My greatest challenge is to live the daily life. To create a life that is aware, when all of us fall into unconsciousness all the time. To bring some modicum of consistency, of heart and caring, to every moment... And the other challenge is to render this. To be available to bring beauty through, or bring awareness through... To open the eyes, to open the heart, to feel compassion on a regular basis. To strip myself down to wherever I have to go.
I heard a preacher say that hope is a revolutionary practice . . . hope begins in the dark, the stubborn hope that if you just show up and try to do the right thing, the dawn will come. You wait and watch and work: you don’t give up. . .
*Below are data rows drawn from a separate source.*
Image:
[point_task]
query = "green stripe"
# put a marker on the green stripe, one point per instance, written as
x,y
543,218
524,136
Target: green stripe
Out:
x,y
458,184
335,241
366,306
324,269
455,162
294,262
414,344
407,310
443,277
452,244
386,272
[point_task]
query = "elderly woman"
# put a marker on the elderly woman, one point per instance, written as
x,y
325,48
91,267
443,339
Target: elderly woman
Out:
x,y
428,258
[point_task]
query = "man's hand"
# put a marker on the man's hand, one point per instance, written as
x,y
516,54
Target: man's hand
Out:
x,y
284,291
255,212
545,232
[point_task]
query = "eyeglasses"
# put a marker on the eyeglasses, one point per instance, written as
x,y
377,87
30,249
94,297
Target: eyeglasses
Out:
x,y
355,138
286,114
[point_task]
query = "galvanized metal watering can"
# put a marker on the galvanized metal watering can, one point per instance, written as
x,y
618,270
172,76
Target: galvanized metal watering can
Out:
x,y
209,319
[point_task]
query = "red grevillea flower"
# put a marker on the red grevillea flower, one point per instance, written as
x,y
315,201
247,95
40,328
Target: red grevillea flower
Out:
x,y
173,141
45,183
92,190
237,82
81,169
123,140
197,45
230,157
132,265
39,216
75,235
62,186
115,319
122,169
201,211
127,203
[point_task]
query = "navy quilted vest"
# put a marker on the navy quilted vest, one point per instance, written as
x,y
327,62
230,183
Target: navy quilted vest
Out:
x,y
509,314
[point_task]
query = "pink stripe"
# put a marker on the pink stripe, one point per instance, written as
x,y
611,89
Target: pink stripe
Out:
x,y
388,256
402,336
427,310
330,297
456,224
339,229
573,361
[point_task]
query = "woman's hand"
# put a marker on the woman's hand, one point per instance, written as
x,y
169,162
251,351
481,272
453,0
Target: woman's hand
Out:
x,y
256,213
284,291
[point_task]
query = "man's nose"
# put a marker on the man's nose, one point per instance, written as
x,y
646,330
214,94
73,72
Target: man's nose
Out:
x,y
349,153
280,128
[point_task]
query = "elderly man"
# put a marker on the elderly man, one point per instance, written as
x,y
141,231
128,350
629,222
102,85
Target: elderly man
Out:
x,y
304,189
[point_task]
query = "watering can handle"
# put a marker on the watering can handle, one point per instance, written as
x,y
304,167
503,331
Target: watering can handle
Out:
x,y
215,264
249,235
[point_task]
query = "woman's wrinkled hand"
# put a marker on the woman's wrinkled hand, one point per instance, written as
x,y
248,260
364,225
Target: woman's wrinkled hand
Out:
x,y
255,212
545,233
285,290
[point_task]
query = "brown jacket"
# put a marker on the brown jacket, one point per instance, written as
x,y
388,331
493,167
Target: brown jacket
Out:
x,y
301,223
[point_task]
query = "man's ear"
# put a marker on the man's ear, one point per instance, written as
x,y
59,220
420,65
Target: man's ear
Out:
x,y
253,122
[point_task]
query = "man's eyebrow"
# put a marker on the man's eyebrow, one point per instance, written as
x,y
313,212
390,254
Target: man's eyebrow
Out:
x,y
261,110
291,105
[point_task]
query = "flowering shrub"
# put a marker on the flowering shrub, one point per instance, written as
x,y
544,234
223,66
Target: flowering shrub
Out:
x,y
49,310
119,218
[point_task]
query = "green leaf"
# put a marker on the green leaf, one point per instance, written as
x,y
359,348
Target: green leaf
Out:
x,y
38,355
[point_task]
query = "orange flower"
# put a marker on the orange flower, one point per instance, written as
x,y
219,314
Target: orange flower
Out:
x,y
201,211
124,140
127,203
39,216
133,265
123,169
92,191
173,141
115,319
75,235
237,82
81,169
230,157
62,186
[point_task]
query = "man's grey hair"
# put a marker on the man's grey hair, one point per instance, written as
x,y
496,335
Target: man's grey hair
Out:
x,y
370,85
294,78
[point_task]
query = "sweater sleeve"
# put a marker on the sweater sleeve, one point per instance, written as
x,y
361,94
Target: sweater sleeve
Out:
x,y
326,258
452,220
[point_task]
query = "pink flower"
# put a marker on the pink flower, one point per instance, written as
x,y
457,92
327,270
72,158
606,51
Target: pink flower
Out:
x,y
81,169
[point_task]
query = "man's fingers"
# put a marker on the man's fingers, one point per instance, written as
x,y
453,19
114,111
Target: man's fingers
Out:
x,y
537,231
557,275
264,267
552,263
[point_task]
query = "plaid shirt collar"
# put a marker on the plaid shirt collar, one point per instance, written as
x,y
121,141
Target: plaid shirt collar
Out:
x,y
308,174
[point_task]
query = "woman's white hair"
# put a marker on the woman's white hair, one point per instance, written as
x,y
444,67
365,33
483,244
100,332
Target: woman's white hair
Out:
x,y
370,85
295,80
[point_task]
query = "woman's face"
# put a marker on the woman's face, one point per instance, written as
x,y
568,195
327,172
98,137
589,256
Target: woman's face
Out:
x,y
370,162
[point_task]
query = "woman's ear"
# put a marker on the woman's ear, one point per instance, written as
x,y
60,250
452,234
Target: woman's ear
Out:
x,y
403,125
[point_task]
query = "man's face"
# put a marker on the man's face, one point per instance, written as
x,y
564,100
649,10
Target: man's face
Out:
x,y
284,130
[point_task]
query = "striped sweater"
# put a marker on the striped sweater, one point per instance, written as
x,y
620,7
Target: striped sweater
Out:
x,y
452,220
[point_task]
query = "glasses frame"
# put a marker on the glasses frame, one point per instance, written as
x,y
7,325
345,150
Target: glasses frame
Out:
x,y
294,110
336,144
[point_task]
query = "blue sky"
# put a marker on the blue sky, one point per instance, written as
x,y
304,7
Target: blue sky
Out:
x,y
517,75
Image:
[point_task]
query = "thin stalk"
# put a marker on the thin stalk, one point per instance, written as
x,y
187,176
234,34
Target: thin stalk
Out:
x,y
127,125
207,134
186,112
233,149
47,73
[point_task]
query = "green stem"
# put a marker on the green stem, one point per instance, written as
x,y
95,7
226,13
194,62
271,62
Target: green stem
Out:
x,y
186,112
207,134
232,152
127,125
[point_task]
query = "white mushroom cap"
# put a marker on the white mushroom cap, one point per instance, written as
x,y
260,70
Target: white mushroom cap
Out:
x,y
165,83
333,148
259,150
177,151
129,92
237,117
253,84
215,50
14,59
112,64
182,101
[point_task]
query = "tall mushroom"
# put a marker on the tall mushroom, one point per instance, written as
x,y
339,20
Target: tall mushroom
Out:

Hope is a state of mind, not of the world. Either we have hope within or we don’t; it is a dimension of the soul not essentially dependent on some particular observation of the world or estimate of the situation. It is an orientation of the spirit, an orientation of the heart; it transcends the world that is immediately experienced and is anchored somewhere beyond its horizons.
Hope is an ability to work for something because it is good, not just because it stands a chance to succeed. The more propitious the situation in which we demonstrate hope, the deeper the hope is.
~ Vaclav Havel in “Share International” #3, Vol. 25
So in the end I am left only with hope. I hope the nights are transformative. I hope every dawn brings deeper love, for each of us individually and for the world as a whole. I hope that John of the Cross was right when he said the intellect is transformed into faith, and the will into love and the memory into—hope.